In genere non scrivo un post con la ricetta di una mia birra prima di averla prodotta, imbottigliata e assaggiata. In questo caso farò un’eccezione, visto che il processo produttivo di questa Flanders Red Ale richiederà ancora diversi mesi per arrivare a termine (potrebbe anche fallire miseramente, tra l’altro). Colgo l’occasione per raccontare questo particolare e antico stile birrario di cui non si trovano moltissimi esempi in commercio.

Devo dire che il mio rapporto con le Flanders Red Ale non è stato sempre idilliaco. Forse proprio perché di esempi non se ne trovano molti, e quelli più abbordabili sono spesso versioni commerciali edulcorate dello stile, a volte pastorizzate e rese più “accessibili” grazie agli zuccheri aggiunti.

Fortunatamente, spendendo qualcosa in più e cercando meglio, se ne trovano anche esempi genuini, più intensi ma anche più interessanti. Proviamo a capire quali sono le caratteristiche produttive e organolettiche delle Flanders Red Ale e cosa le differenzia dalle sorelle Oud Bruin.

 

Immagine da: flandersinvestmentandtrade.com

 

LO STILE

Le Flanders Red, chiamate anche Flemish Red, hanno origine nelle Fiandre, in Belgio. Questa zona geografica si estende da Est a Ovest nella parte Nord del Belgio (nel Sud del Belgio c’è la Vallonia, dove si parla soprattutto francese). Il termine Flemish significa fiammingo, e indica sia gli abitanti delle Fiandre, sia la lingua che viene parlata nella regione. In realtà, nelle Fiandre dell’Ovest, al confine con la Francia, capita che si parli francese oltre al fiammingo. Per rendere le cose ancor più complicate, le Fiandre nella parte Ovest del Belgio sono a loro volta divise tra Orientali e Occidentali (come si vede dalla cartina sopra), ma in realtà la regione delle Fiandre si estende in tutto il Nord del Belgio, dalla Francia alla Germania.
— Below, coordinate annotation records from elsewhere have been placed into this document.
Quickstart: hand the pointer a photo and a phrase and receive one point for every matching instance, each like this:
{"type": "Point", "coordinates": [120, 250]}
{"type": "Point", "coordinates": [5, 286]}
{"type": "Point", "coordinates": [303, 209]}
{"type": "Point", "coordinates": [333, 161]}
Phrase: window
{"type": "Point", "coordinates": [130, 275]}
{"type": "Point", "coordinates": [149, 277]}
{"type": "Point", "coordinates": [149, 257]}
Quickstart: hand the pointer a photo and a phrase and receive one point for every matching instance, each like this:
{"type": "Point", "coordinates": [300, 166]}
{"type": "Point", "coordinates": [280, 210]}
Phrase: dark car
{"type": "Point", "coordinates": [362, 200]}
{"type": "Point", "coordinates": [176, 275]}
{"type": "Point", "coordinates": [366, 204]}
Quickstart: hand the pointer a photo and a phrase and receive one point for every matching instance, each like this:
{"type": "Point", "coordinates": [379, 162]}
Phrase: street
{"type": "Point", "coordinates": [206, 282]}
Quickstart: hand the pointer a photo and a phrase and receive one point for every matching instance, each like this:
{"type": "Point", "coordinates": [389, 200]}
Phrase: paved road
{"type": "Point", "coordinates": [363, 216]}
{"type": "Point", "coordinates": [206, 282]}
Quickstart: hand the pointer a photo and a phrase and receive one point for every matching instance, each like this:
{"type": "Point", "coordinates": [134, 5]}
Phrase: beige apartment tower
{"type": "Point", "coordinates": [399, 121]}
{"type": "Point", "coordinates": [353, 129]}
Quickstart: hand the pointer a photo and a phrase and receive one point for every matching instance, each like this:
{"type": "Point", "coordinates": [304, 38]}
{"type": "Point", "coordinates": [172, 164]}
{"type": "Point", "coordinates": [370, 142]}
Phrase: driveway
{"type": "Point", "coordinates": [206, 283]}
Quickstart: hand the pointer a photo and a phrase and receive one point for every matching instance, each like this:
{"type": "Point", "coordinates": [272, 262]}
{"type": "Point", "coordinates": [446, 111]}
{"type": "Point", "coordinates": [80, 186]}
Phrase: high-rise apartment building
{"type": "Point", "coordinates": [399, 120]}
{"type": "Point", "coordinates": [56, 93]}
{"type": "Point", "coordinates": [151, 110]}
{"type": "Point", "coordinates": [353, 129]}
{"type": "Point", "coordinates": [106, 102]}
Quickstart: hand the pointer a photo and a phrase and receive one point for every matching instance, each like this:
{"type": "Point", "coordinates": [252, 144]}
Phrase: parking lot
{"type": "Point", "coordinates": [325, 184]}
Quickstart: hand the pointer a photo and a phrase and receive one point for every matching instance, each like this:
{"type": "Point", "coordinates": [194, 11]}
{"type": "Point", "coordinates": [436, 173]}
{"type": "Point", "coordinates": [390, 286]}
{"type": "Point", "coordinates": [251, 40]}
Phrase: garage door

Nelle Fiandre sono nati i due birrifici storici che hanno dato origine agli stili Flanders Red (dette anche Flemish Red) e Oud Bruin (dette anche Flanders Brown). Il primo, Rodenbach, nelle Fiandre Occidentali; il secondo, Liefmans, nelle Fiandre Orientali. La distanza tra i due birrifici, tuttavia, è solamente di qualche decina di chilometri.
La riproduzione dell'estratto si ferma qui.